J5NEWSROOM.COM, Bintan – Waduk Sistem Penyediaan Air Minum (SPAM) Ibu Kota Kecamatan (IKK) Teluk Sebong di Desa Sebong Lagoi, Kabupaten Bintan, dilaporkan mengalami penyusutan drastis akibat musim kemarau yang berlangsung dalam beberapa bulan terakhir.
Kondisi tersebut berdampak pada distribusi air bersih kepada masyarakat. Jika sebelumnya air dapat mengalir selama 24 jam, kini hanya tersedia sekitar satu jam setiap hari.
Staf Desa Sebong Lagoi, Ariadi, mengatakan penurunan debit air terjadi sejak sekitar satu bulan terakhir seiring berkurangnya cadangan air di waduk.
“Pada kondisi normal, air mengalir selama 24 jam. Namun dalam sebulan terakhir, hanya mampu mengalir sekitar satu jam per hari,” ujar Ariadi, Sabtu (28/3/2026).
Waduk dengan luas sekitar dua hektar itu diketahui melayani sekitar 1.000 kepala keluarga di wilayah Teluk Sebong.
Sebagai langkah penanganan, pengelola SPAM IKK Teluk Sebong berencana melakukan pengerukan atau pendalaman waduk guna meningkatkan kapasitas tampungan air.
Menurut Ariadi, kegiatan tersebut akan dilakukan secara swadaya dengan melibatkan masyarakat setempat, termasuk pelaku usaha, dalam waktu dekat.

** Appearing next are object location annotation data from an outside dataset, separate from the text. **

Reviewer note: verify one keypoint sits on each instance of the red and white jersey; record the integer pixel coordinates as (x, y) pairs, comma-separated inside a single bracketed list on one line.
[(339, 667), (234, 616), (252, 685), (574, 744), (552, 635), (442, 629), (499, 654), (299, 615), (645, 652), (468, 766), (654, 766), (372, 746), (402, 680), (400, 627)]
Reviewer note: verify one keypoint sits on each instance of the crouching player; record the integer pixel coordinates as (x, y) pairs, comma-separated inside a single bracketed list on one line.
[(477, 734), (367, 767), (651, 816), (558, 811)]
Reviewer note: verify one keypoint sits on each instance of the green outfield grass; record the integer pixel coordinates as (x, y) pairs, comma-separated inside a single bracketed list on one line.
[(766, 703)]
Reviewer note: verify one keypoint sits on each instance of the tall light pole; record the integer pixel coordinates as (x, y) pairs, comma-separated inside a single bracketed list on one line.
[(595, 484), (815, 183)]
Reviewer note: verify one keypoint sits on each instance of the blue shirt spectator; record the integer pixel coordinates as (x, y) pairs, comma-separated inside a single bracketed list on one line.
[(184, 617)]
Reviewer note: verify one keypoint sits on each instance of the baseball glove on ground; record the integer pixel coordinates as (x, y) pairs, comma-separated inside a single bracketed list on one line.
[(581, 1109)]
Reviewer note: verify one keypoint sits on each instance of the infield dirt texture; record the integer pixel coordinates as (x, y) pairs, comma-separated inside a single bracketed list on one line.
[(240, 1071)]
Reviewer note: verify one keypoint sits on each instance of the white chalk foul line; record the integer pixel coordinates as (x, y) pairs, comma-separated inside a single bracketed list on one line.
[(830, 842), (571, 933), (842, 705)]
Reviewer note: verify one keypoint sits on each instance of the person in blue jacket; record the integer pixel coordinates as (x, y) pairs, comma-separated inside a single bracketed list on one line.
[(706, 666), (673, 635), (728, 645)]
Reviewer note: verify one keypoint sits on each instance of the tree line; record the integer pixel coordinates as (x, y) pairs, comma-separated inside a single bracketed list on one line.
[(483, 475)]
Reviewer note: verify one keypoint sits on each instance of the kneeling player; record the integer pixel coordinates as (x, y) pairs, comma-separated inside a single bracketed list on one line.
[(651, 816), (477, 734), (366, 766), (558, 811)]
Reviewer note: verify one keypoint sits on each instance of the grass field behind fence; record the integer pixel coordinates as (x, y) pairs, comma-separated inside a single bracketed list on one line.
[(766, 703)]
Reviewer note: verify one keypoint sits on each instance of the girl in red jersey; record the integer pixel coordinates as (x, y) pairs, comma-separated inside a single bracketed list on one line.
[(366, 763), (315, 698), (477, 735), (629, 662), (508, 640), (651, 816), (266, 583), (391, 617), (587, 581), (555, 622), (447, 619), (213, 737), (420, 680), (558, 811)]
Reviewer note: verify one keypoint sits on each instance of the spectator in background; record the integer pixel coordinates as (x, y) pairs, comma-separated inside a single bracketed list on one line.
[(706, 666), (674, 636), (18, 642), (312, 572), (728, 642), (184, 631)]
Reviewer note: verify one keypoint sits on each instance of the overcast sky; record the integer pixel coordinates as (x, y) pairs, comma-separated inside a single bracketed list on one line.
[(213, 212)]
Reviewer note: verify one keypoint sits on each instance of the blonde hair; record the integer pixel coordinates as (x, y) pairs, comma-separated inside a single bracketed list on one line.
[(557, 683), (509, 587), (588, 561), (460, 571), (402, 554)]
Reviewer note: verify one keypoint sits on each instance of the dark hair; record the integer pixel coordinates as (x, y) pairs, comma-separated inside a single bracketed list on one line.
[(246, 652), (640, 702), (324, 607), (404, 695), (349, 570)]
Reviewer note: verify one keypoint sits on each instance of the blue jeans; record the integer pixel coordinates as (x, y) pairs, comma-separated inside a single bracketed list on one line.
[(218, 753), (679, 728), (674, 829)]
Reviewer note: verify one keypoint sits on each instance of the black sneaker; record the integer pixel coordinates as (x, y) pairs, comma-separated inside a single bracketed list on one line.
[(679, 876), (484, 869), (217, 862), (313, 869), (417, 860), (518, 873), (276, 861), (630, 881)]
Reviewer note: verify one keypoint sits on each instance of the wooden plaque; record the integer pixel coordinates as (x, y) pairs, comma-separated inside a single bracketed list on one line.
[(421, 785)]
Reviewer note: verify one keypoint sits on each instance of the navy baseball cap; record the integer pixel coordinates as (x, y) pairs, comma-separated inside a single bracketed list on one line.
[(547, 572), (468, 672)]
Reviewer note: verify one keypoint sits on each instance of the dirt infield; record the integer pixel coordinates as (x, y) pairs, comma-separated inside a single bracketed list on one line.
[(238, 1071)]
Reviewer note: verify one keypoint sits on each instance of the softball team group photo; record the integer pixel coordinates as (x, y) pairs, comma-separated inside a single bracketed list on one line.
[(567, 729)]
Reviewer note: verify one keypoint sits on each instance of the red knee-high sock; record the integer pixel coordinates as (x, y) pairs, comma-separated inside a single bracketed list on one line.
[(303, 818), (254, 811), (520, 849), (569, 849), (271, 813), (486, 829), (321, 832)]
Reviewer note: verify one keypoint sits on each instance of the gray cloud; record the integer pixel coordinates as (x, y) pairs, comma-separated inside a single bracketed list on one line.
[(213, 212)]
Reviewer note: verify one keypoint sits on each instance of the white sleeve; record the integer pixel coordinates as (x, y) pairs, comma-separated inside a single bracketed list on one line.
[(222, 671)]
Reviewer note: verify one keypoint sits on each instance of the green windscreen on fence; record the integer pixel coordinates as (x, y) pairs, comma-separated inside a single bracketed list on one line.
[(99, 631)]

“Rencananya akan dilakukan pendalaman agar waduk bisa menampung lebih banyak air,” katanya.
Sementara itu, distribusi bantuan air bersih oleh pemerintah desa bersama organisasi perangkat daerah (OPD) Kabupaten Bintan telah dilakukan, meski belum menjangkau seluruh warga.
Ia menyebutkan, sejauh ini baru sekitar 30 kepala keluarga yang mengajukan permintaan bantuan air. Mereka umumnya tidak memiliki sumur atau sumur yang dimiliki telah mengering.
“Permintaan bantuan masih terbatas, tersebar di beberapa RT dan RW di Sebong Lagoi,” ujarnya.
Pemerintah desa berharap musim kemarau segera berakhir agar krisis air tidak berlangsung lebih lama. Selain itu, kondisi cuaca kering juga dikhawatirkan dapat meningkatkan risiko kebakaran lahan di wilayah tersebut.